Many of you know that I have talked about these before, and one of my posts even is ranked #2 on this subject. As a proponent of proper mortgage planning, these violate many of the concepts that most Americans don't understand. I will not go through those concepts here, as it will take away from the real intent of this post.
I was reading the Mortgage Professor's website, a well respected mortgage expert who started the Upfront Mortgage Broker concept and mostly looks out for the best interests of the borrower, and I came across his article about these. That is where most of the information I will discuss can be read in greater detail as well as his opinion. While I don't agree with everything Jack Guttentag says, he does a pretty good rundown on the realities of these programs. It is a must read of anyone looking at any type of mortgage acceleration program.
Why is it that everyone wants to believe that there exists a good fairy that can save us from ourselves? This belief, as well as the desire to hold on to the past principles, is what continues to keep Americans from truly becoming financially free. They continue to waste money on lotteries and other high risk "games". And thus, mortgage acceleration schemes abound, some outright fraudulent. Most use misleading advertising to push their product, not unlike those 1% rate advertisements though some are even worse.
One of the most popular is the bi-weekly payment program. Most of you have come to realize that you don't need to pay anyone to do this as you can, with a little discipline, accomplish the same thing on your own. You will also find that doing any type of mortgage acceleration, while OK for some, may in fact be costing you more money over time.
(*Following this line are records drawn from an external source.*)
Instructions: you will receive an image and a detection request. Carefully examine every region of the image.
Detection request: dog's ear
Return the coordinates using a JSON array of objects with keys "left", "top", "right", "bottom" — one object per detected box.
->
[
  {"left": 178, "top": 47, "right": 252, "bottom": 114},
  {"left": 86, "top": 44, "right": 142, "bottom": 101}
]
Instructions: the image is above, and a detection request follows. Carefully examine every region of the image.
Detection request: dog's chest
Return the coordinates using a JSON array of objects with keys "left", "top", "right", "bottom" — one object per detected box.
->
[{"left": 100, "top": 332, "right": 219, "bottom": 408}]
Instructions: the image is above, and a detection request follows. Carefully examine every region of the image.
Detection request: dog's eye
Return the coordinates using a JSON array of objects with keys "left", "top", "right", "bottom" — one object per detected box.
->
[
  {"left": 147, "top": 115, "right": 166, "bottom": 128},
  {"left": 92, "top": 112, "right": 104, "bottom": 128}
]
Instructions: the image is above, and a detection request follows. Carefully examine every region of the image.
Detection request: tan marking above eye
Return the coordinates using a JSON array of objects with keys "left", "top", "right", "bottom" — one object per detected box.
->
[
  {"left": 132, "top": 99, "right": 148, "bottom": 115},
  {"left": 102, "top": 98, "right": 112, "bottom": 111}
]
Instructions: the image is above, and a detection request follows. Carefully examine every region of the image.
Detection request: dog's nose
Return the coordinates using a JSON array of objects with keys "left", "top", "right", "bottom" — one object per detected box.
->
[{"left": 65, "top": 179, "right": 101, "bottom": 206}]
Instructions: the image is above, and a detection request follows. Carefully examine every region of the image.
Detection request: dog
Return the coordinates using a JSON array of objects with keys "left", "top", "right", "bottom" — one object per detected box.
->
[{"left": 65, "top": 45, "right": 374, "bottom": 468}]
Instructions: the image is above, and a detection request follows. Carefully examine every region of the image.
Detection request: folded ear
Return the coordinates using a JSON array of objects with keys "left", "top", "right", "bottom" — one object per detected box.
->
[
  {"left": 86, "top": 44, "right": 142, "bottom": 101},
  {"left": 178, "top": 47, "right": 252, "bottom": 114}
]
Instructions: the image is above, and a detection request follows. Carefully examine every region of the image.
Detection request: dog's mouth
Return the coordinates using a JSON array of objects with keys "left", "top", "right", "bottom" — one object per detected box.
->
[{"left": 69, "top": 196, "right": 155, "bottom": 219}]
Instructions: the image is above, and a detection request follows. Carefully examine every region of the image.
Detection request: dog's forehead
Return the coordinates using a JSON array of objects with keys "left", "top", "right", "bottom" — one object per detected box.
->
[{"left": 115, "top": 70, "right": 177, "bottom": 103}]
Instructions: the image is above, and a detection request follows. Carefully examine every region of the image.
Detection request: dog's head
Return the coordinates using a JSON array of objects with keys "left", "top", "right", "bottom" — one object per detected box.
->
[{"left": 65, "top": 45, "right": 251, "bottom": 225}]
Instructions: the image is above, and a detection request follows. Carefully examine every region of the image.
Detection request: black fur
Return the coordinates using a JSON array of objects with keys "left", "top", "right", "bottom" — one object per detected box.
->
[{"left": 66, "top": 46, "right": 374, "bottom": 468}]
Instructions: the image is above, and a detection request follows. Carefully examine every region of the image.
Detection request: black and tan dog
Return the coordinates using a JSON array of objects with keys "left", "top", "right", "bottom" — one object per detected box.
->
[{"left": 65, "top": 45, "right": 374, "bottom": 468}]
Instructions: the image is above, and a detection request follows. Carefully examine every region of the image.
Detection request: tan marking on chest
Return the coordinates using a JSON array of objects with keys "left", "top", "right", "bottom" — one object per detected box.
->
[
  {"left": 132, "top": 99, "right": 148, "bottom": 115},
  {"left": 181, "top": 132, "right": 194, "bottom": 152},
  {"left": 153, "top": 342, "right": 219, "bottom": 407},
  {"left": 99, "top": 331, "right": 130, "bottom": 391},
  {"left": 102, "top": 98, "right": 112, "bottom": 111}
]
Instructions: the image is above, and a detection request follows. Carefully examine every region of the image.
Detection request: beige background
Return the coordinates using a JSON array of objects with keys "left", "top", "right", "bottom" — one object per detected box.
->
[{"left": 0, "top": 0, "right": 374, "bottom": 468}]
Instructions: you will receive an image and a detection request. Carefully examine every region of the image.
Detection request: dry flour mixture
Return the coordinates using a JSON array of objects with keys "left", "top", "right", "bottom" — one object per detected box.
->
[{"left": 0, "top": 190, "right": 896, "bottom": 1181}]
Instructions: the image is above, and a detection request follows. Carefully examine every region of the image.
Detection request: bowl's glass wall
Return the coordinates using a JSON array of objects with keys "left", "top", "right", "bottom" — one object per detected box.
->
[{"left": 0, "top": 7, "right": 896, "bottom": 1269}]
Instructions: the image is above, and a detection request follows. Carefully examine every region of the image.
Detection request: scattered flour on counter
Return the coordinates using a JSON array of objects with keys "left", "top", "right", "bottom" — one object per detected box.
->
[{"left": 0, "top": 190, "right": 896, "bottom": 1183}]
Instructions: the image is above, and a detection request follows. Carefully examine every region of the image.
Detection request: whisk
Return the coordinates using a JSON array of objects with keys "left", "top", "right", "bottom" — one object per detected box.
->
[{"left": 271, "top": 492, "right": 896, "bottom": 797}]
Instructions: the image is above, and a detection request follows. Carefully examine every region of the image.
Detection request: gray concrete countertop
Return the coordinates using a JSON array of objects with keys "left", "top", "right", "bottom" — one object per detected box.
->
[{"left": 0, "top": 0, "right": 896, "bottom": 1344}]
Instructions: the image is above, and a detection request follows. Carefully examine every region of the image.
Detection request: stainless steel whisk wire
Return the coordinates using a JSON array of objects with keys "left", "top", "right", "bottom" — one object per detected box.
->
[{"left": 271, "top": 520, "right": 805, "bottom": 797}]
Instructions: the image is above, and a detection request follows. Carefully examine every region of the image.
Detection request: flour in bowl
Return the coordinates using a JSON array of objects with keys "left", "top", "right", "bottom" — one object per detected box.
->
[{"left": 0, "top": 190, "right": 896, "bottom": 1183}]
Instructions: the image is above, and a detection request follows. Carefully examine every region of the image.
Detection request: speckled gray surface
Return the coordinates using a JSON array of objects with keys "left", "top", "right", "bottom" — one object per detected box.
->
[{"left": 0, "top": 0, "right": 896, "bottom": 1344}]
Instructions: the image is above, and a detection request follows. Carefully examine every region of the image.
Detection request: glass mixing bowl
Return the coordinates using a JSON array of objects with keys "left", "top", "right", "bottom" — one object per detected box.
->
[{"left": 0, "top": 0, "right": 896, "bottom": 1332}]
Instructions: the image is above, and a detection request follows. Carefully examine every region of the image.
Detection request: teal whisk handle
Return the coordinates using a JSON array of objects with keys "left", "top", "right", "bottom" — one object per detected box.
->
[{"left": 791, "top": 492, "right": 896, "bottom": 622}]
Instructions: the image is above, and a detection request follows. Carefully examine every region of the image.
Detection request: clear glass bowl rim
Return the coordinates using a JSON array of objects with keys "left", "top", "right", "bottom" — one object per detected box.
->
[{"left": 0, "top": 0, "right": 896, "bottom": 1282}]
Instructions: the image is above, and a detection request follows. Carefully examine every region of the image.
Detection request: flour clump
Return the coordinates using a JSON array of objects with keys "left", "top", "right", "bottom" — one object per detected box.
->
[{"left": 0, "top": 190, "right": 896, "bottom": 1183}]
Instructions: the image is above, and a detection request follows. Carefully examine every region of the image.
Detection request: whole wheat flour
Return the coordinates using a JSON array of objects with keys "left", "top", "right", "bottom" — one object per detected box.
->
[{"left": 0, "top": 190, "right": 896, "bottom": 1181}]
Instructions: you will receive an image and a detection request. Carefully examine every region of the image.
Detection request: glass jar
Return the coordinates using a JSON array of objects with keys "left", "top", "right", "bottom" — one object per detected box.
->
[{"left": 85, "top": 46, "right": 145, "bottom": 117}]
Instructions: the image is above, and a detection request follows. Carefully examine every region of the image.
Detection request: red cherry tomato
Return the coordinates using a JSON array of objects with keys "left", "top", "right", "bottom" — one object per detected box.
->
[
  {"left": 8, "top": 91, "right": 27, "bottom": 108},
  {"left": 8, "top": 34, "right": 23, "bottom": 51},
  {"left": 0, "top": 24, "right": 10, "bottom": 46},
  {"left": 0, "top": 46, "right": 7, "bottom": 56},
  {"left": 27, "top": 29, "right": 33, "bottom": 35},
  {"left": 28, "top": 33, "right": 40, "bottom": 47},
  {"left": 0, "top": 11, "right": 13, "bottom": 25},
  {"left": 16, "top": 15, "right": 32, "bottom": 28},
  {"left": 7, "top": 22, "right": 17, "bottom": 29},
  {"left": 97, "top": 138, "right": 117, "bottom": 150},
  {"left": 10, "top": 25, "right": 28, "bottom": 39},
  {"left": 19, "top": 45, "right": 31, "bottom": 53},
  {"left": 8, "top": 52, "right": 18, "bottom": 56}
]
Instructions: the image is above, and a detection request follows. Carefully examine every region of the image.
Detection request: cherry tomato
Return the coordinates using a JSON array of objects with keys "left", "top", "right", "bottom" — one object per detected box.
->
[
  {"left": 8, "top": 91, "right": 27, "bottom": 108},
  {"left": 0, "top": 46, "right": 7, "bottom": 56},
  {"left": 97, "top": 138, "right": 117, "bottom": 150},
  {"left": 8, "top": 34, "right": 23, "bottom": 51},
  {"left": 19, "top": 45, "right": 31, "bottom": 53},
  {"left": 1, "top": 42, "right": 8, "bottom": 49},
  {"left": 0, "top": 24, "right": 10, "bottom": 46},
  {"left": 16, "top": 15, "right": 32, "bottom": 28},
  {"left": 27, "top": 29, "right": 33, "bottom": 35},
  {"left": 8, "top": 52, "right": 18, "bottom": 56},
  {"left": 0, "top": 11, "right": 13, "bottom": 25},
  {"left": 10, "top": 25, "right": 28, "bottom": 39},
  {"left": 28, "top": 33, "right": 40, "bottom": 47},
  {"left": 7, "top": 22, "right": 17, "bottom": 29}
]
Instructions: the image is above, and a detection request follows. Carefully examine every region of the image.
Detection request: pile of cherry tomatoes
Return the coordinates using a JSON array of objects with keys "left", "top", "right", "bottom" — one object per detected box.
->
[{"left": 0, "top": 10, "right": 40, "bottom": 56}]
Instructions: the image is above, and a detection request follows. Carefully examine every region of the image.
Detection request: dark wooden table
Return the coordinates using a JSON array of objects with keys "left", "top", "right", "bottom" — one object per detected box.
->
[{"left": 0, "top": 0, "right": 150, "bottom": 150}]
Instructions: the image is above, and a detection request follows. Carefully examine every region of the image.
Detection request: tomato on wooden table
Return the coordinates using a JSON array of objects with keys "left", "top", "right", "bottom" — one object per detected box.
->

Now, enter in the Money Merge Account type products. CMG, United First Financial (UFF), American Mortgage Educators (AME), and others have started their versions of these programs. They all use a mortgage, a HELOC (Home Equity Line of Credit), as checking account. You deposit your paycheck into the account, then write checks, make charges, or use an ATM to take money out. Effectively, you end up with some "interest rate cancellation", or the equivalent of receiving a savings rate that is equal to your mortgage rate. The two things to ask yourself at this point are...What is the after tax rate on this savings? and Do I really want to pay off money that cheaply or invest it instead?
Using UFFs, which seems to be the most marketed do to its MLM (Multi Level Marketing) scheme, let's go over how it works (simplified, much how they present it). They claim it does not require a refinance, yet you are required to put in place a HELOC (or ALOC as they call it) that has the right features. Now assume you make $5,000 per month, that gets deposited on the first day of the month. Well, the program suggest you take a $5,000 draw on the HELOC on day 1 and it is applied to the main mortgage. Then, the deposit is used to pay off the HELOC, leaving you with a zero balance and no interest charges.
Then, as the month goes, you take out your monthly expenses and the balance slowly rises, but since the HELOC is like a credit card, and is computed on average daily balance instead of monthly like the mortgage, your average daily balance would be $2,500, so you are saving your $5,000 at your mortgage rate while incurring interest at the rate of the HELOC.
Most Americans have mortgages around 6% right now, while the average HELOC is nearly 10%, particularly with these features. So, you save $25 on the main mortgage side, but it costs you $20.83 to receive that benefit. Wow, a monthly savings of $4.17!!! Now, that being said, if you want to use ALL of your savings to pay off your mortgage (a ludicrous idea as it could actually put you in danger of foreclosure), you could receive a larger savings.
Since the program costsa $3,500, if you were to make a one time payment to your mortgage at 6%, you would save $210 annually. The Mortgage Professor even stated that this number is "probably more than most borrowers would save using the MMA."
Since most people do not get paid on the first of the month and rather are paid bi-weekly, the savings amounts are likely to be even lower. The exaggerated claims of being able to pay off your mortgage in 1/3 to 1/2 the time require you to devote all of your savings to pay off your mortgage, leaving you to bypass vacations and other "luxuries", lest you finance them at the HELOC's rate.
All of this comes down to the fact that these programs, are certainly not a Good Fairy by any means. While they may not be Demons for some, many that buy into these programs may find they are in fact worse off.